The embankment being completed, the animals construct their lodges. Fragments of wood, deprived of the bark, are arranged and united by clay or mud which the Beavers take from the riverside, transport, mix, and work with their fore-paws. During a single night they can collect as much mud at their houses as amounts to some thousands of their small handfuls. They thus plaster their houses with mud every autumn; in the winter this freezes as hard as a stone and protects them from enemies. These cabins form domes from three to four metres in diameter at the base, and from two to two and a half metres in height. The floor is on a level with the surface of the artificial pond. A passage sinks in the earth and opens about one and a half metres below the level of the water, so that it cannot be closed up by ice during the severe winters of these regions.

Within, near the entry, the beavers form, with the aid of a partition, a special compartment to serve as a storehouse, and they there pile up enormous heaps of nenuphar roots as provisions for the days when ice and snow will prevent them from barking the young trunks.

A dwelling of this kind may last for three or four years, and the animal here tranquilly enjoys the fruits of its industry, as long as man fails to discover the retreat; for the beaver can escape by swimming from all carnivorous animals excepting, perhaps, the Otter. During floods the level of the water nearly reaches the hut; if the inundation is prolonged and the animal runs the risk of being asphyxiated beneath his dome, it breaks through the upper part with its teeth and escapes. When the water returns to its bed the beaver comes back, makes the necessary repairs, and resumes the usual peaceful course of its life.[109]

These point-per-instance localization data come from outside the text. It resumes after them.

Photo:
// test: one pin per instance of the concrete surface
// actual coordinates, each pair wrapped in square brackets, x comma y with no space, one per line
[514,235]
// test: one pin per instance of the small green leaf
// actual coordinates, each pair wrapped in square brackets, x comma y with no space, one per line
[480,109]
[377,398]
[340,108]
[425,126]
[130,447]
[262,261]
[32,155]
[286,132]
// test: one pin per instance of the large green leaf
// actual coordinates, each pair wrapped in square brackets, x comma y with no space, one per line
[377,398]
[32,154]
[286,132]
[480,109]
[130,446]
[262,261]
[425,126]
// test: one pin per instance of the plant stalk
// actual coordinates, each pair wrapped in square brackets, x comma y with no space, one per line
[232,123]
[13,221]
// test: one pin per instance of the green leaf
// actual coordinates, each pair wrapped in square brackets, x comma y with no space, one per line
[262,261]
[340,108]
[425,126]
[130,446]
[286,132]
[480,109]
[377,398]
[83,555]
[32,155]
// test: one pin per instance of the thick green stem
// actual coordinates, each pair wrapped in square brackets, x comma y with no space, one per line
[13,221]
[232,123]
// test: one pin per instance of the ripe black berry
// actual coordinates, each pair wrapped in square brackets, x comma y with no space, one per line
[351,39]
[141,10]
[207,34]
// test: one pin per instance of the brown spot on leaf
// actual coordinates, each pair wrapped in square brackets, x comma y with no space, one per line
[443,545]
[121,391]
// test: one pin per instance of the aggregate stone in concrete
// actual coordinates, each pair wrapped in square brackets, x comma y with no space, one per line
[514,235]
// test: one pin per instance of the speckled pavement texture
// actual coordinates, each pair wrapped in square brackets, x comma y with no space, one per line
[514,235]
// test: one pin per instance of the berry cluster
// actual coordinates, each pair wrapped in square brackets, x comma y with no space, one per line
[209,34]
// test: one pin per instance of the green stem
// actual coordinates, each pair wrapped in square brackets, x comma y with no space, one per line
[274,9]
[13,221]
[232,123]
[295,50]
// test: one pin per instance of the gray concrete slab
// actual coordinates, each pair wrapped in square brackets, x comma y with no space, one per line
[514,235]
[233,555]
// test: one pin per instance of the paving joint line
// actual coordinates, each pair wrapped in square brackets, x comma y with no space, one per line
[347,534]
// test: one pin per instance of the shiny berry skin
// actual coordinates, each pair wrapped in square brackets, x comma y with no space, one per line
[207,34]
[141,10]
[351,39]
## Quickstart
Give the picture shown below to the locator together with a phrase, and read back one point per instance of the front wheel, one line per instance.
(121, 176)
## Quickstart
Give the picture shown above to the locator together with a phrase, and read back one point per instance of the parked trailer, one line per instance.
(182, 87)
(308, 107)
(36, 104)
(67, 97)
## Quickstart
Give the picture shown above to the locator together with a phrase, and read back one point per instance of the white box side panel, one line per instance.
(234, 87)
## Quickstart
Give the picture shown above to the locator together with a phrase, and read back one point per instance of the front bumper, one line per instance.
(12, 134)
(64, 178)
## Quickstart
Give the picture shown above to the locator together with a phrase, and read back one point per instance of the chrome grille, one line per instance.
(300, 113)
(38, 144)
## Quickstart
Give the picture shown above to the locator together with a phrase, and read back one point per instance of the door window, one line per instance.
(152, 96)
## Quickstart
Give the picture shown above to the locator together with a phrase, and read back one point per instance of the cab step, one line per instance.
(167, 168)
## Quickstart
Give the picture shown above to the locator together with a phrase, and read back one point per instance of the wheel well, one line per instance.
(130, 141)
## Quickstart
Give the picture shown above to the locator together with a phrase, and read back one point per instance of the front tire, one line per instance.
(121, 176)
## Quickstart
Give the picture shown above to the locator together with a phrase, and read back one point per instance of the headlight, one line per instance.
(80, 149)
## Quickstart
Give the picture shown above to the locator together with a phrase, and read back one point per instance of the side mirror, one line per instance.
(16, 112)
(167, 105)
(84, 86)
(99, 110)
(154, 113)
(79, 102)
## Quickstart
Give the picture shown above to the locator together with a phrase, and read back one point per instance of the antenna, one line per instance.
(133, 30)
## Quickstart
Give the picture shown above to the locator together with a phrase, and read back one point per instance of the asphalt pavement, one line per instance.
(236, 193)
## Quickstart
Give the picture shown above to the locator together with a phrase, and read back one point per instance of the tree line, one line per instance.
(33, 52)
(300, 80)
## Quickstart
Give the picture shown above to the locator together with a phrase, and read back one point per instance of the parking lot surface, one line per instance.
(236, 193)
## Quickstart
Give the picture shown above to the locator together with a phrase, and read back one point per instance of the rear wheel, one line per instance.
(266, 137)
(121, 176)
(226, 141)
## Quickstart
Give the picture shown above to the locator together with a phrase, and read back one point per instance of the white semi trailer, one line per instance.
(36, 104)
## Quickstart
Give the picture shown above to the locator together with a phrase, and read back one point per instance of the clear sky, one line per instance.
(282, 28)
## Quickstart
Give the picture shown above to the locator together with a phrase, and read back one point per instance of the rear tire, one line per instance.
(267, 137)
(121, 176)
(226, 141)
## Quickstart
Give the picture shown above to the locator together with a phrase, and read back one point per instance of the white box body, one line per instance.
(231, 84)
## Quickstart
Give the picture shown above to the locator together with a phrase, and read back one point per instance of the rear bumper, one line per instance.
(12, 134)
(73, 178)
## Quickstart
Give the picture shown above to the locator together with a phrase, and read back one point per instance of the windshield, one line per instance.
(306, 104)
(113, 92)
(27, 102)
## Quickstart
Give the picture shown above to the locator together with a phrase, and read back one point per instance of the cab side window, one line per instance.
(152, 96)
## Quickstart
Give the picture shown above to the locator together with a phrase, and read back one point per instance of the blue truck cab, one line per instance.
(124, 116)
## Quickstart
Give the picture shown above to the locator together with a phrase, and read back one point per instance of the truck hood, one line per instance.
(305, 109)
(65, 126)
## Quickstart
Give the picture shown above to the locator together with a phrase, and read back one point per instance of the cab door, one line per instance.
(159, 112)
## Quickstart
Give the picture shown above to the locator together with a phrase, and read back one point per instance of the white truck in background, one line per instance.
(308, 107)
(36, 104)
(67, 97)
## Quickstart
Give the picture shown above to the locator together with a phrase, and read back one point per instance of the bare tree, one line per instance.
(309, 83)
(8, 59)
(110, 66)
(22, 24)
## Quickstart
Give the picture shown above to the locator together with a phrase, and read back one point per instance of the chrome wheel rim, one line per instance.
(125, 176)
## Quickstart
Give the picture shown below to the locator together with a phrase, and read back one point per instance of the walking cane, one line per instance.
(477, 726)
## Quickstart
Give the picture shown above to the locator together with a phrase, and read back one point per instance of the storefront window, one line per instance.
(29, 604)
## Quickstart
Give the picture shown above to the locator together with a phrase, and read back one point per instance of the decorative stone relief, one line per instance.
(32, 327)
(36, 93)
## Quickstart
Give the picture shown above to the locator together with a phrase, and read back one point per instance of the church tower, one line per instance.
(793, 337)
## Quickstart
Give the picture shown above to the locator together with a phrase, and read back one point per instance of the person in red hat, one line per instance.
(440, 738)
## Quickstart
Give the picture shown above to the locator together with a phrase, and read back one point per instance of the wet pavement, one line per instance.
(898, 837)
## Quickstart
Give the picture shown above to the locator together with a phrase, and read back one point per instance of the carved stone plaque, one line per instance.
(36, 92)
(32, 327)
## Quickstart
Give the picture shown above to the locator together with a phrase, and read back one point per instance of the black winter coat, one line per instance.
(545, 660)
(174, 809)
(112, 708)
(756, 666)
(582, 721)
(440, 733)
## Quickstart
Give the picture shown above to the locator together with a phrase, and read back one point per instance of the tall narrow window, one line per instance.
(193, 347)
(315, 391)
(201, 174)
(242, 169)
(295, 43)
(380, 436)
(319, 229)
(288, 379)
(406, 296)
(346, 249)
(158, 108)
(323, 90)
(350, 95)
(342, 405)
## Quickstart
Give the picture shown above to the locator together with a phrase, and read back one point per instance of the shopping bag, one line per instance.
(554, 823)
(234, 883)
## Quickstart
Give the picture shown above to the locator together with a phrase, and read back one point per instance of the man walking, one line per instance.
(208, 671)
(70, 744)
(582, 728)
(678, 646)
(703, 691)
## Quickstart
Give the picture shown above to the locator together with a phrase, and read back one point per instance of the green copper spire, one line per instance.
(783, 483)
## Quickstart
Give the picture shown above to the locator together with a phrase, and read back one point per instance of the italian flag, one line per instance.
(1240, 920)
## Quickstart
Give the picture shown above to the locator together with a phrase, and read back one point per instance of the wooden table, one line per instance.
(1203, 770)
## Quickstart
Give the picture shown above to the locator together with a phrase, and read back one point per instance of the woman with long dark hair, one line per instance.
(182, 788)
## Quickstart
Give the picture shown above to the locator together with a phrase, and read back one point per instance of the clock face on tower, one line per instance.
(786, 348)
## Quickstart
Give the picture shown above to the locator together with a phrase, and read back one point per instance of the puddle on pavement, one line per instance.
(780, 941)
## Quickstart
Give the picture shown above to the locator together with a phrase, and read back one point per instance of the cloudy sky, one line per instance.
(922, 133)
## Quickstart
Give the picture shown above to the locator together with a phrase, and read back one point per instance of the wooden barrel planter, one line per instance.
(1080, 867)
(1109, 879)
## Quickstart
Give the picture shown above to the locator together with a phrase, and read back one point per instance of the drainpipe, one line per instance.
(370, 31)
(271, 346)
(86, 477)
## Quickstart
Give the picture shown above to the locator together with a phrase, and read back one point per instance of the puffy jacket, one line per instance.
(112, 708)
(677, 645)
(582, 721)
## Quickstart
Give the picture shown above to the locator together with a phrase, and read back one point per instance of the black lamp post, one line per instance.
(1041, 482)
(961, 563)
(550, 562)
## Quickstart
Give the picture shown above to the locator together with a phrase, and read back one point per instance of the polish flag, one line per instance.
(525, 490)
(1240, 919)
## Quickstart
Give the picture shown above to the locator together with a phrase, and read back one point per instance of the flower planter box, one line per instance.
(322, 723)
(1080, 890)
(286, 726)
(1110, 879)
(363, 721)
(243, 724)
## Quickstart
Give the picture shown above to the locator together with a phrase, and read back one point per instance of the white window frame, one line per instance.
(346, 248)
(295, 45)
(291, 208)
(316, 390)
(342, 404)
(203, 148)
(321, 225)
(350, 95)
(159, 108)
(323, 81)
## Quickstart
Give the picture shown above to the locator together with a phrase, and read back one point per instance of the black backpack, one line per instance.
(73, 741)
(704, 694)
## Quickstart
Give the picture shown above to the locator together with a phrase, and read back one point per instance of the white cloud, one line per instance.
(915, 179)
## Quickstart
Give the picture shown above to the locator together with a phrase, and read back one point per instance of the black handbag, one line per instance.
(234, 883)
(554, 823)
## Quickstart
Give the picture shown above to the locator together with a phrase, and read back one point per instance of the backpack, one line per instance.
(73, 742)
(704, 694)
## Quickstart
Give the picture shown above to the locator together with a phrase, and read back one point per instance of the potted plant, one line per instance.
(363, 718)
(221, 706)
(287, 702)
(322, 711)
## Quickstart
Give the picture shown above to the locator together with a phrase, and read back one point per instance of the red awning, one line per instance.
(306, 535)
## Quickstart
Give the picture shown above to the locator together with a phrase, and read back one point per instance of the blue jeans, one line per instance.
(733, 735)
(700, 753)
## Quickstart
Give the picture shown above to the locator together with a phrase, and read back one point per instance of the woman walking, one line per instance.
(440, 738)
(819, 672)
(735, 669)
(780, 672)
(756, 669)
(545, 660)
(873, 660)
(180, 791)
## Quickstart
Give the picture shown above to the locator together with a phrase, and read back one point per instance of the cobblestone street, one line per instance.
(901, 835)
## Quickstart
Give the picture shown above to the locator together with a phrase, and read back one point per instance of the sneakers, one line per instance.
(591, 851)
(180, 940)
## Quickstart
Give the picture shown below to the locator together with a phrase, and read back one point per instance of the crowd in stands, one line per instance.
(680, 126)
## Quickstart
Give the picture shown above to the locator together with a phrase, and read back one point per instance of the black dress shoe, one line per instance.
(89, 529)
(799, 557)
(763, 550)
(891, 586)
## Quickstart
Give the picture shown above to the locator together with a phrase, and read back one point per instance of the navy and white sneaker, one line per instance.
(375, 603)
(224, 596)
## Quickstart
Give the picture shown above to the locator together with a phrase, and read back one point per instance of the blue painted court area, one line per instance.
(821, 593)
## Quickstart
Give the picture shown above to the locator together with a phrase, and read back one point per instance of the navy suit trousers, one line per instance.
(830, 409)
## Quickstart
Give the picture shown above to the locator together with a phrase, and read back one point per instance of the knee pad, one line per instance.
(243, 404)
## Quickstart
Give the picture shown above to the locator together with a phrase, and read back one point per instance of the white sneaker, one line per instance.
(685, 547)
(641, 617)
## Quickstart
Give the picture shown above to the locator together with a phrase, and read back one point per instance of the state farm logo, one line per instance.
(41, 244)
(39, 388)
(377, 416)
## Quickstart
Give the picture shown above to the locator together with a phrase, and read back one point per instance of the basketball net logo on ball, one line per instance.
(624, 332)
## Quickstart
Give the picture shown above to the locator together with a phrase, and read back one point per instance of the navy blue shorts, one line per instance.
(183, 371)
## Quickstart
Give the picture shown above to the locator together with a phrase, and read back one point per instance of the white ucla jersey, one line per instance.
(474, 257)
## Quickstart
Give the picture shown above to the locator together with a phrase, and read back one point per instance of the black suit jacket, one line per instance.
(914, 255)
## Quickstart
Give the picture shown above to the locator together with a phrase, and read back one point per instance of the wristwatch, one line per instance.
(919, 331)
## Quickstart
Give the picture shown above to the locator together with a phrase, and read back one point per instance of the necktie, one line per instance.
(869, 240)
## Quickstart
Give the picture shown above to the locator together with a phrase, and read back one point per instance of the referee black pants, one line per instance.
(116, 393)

We have thus seen, from a shapeless hole to these complex dwellings, every possible stage; we have found among animals the rudiments of the different human habitations, certain animals, indeed, having arrived at a degree of civilisation which Man himself in some countries has not yet surpassed, or even indeed yet attained.

CHAPTER VII.
THE DEFENCE AND SANITATION OF DWELLINGS.

GENERAL PRECAUTIONS AGAINST POSSIBLE DANGER — SEPARATION OF FEMALES WHILE BROODING — HYGIENIC MEASURES OF BEES — PRUDENCE OF BEES — FORTIFICATIONS OF BEES — PRECAUTIONS AGAINST INQUISITIVENESS — LIGHTING UP THE NESTS.

The building of comfortable dwellings is not the last stage reached by the industry of animals. There are among them some who show genuine skill in rendering them healthy and defending them against invasions from without.

General precautions against possible danger. — Some animals show, even during the construction of the nest, extreme prudence in preventing its site from being discovered. Several authors refer to the stratagem of the Magpie, who begins several nests at the same time; but only one is intended to receive the brood, and that only is completed. The aim of the others is merely to distract attention. It is around these latter that the bird shows ostentatious activity, while it works at the real nest only for a few hours during the day, in the morning and evening.

The Crane takes equally ingenious precautions in order that its constant presence at the same spot may not arouse suspicion. It never comes or goes flying, but always on foot, concealing itself along tufts of reeds. De Homeyer even reports that the female at the time of laying covers her wings and back with mud. When dried this gives the animal a red tone, which causes it to be confused with neighbouring objects; this is intentional mimicry.